I’m training a CNN to do statistical downscaling of climate data (this is similar to super resolution but with some distinct differences) and my dataset consists of netCDF files (both input and ground truth). Loading all data from disk to the GPU takes perhaps half a minute with the dataset I’m currently using (I’m not by the computer now so I cannot measure the time), but the neural network is fairly small, so each epoch still only takes about two seconds. This means that loading the data takes about 15 times as long as the time of one epoch.
For a small dataset that fits on the GPU, the loading time is not a problem, since I only need to load it and put it on the GPU once (in the beginning of the training).
However, for a larger dataset that I’m planning to use, which doesn’t fit on the GPU, and not in RAM either, a naive solution would consist of loading a part of the training set (as much as can be loaded at once), training once with each example in that part, before discarding it and loading the next part, and so on until the entire training dataset had been loaded and trained with once, then that would be repeated every epoch.
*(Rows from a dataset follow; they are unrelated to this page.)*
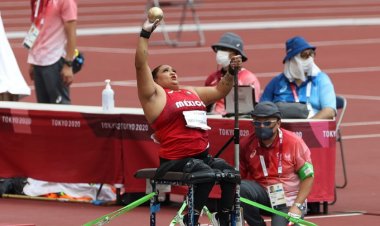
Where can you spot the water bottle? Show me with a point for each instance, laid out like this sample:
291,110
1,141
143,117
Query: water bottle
108,102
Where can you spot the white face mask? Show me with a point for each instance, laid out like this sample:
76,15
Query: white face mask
223,58
307,65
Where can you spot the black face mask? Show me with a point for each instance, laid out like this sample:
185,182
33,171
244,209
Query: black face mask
264,133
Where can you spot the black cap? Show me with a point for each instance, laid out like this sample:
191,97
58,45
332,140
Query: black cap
232,41
266,109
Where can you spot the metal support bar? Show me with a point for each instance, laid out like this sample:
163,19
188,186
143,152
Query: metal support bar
187,5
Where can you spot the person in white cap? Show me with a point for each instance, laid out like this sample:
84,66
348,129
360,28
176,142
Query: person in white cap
51,42
230,45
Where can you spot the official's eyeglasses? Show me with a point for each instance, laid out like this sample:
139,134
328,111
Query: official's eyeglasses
307,53
264,123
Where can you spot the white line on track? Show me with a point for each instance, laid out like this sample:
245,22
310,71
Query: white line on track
224,26
331,216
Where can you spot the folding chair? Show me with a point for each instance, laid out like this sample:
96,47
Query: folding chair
186,4
341,105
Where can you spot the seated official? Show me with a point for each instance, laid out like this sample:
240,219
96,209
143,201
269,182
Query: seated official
275,167
302,82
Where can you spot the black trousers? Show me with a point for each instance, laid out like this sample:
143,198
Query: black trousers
255,192
202,190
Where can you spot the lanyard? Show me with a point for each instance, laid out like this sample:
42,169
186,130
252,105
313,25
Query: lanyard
40,17
279,168
295,95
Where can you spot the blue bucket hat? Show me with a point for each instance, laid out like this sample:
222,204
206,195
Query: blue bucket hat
232,41
296,45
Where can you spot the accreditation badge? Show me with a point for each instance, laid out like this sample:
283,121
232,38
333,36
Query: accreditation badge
31,37
277,196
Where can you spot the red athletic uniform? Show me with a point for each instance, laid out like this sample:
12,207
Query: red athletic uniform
176,140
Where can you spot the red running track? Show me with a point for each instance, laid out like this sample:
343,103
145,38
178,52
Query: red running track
347,53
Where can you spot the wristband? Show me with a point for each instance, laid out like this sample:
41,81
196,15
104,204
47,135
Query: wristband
306,171
145,34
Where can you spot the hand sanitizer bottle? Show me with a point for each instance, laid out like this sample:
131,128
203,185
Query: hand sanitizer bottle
108,102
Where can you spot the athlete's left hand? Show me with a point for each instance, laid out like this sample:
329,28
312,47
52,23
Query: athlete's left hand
67,75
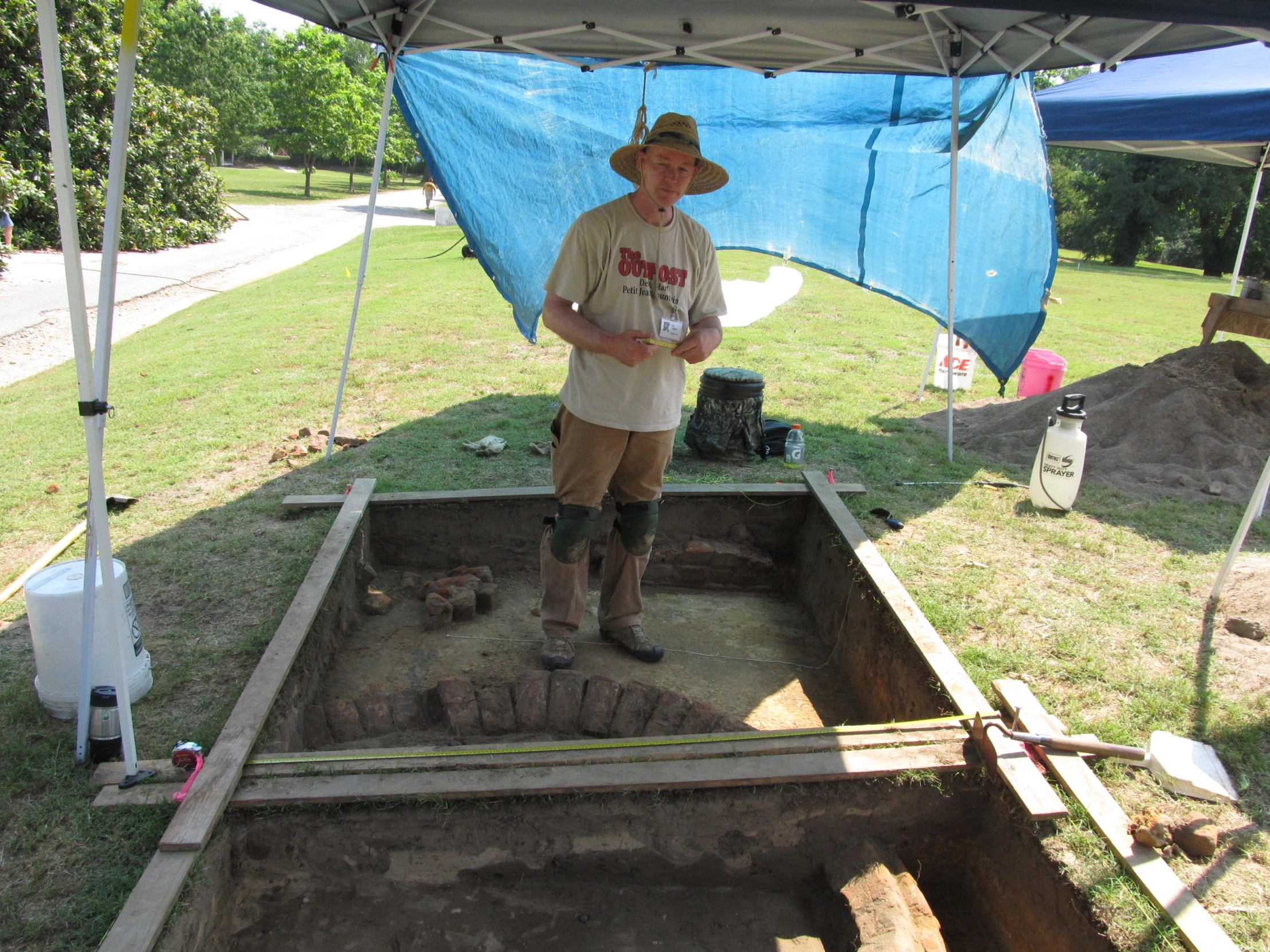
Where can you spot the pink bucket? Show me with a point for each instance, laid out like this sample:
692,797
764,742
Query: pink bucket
1042,372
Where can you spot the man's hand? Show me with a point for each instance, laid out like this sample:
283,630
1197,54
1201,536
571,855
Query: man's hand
628,347
701,342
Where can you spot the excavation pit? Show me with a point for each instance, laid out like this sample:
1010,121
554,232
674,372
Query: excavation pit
802,756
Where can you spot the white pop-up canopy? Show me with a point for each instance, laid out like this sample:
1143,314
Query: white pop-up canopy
759,36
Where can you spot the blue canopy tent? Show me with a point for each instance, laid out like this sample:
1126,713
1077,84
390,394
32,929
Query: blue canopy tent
1210,106
846,173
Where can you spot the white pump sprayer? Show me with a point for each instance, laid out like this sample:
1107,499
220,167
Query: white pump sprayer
1061,457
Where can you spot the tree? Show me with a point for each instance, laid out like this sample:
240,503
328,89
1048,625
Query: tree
220,59
310,83
172,197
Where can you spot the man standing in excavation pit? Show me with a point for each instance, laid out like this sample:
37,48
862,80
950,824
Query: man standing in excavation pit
637,291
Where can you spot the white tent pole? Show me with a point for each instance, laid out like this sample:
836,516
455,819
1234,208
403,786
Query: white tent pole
953,156
1248,220
124,84
930,362
366,245
64,187
1250,513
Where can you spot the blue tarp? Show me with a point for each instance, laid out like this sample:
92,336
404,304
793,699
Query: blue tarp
1214,96
846,173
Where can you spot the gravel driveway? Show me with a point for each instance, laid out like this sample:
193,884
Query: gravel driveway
34,321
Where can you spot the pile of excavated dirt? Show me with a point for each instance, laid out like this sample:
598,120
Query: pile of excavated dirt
1194,424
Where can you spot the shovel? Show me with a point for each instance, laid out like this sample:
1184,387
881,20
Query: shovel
1181,766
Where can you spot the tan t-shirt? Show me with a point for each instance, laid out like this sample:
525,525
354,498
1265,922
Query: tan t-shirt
612,265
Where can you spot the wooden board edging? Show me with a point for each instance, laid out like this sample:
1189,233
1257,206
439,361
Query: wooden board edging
1195,927
603,778
192,825
1014,766
509,493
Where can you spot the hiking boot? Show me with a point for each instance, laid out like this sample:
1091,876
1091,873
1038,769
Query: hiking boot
634,640
556,653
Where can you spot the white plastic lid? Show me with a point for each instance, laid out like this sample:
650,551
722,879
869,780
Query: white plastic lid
65,578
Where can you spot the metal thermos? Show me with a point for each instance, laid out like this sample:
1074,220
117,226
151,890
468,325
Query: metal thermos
104,738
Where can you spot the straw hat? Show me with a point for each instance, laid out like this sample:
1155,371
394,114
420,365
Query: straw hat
677,132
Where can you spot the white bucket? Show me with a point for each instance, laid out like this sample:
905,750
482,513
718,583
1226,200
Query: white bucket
963,365
55,608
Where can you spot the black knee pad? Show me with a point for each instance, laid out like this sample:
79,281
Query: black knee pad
574,526
637,525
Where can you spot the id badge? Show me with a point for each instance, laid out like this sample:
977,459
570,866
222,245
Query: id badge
669,331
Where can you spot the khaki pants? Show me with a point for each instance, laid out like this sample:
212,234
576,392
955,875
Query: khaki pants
586,461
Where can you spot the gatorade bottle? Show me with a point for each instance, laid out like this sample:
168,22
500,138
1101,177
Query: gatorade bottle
794,447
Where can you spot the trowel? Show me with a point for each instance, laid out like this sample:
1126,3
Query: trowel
1181,766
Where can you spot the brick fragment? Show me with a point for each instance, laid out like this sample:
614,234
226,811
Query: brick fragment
344,723
667,716
699,719
598,705
497,715
531,701
565,705
377,719
464,602
407,710
437,612
1197,836
634,709
314,731
459,706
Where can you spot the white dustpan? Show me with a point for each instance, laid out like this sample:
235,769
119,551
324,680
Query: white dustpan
1190,768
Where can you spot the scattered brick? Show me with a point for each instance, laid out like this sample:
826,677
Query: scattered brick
565,705
344,721
377,719
315,733
699,719
459,706
407,710
497,715
634,709
531,701
668,715
598,705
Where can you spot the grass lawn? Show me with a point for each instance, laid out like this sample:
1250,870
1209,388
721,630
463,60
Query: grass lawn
268,184
1102,608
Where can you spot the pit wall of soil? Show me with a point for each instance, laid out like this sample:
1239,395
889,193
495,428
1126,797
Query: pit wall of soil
785,546
880,666
339,613
292,880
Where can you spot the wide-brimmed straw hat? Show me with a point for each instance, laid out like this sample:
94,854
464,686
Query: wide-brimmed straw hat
677,132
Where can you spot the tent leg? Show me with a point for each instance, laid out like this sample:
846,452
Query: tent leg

This would mean that all training data would suddenly need to be reloaded from disk onto the GPU every epoch, which would mean that over 90% of the time during each epoch would be spent loading data, and very little time would be spent doing actual training, which would make each epoch much less time efficient.
To remedy this slightly, I have come up with two ideas:
-
The training data could be shuffled (so that two consecutive training examples aren’t correlated) and stored on the disk in chunks (netCDF files or npy files using NumPy’s save function), small enough to fit on the GPU. Each chunk could then be loaded and used for training several times (maybe 10 or 20 times) before it is discarded and a new chunk is loaded. That way, the time spent on actual training during each epoch could be bumped from a few percent to maybe 50% or more. One risk I see with this method, though, is that the network could get almost a bit overtrained on the current part, since you use it multiple times, before switching to a new part, and the more times you train on the same part, the less effective each “epoch” (mini epoch?) on that part is going to be. I don’t know how much this affects performance in practice, though.
-
Multiple GPUs could be used, and the training data could be split and stored in a distributed fashion across all GPUs. However, this means that the weights of the network have to be synced between the GPUs in some way (which I’m sure is possible; I just don’t know how). (It also means that I need to have access to many GPUs at once, and although I’m on a computer cluster, it is still up to the job scheduler whether I will be granted the number of GPUs I’m requesting.) Are there any good guides about how to train a neural network on multiple GPUs in PyTorch?
Maybe a combination of these two ideas could be used.
But do these ideas sound reasonable, or are there better ways? Is there any recommended way to go about training with large datasets when using PyTorch? How is it usually tackled?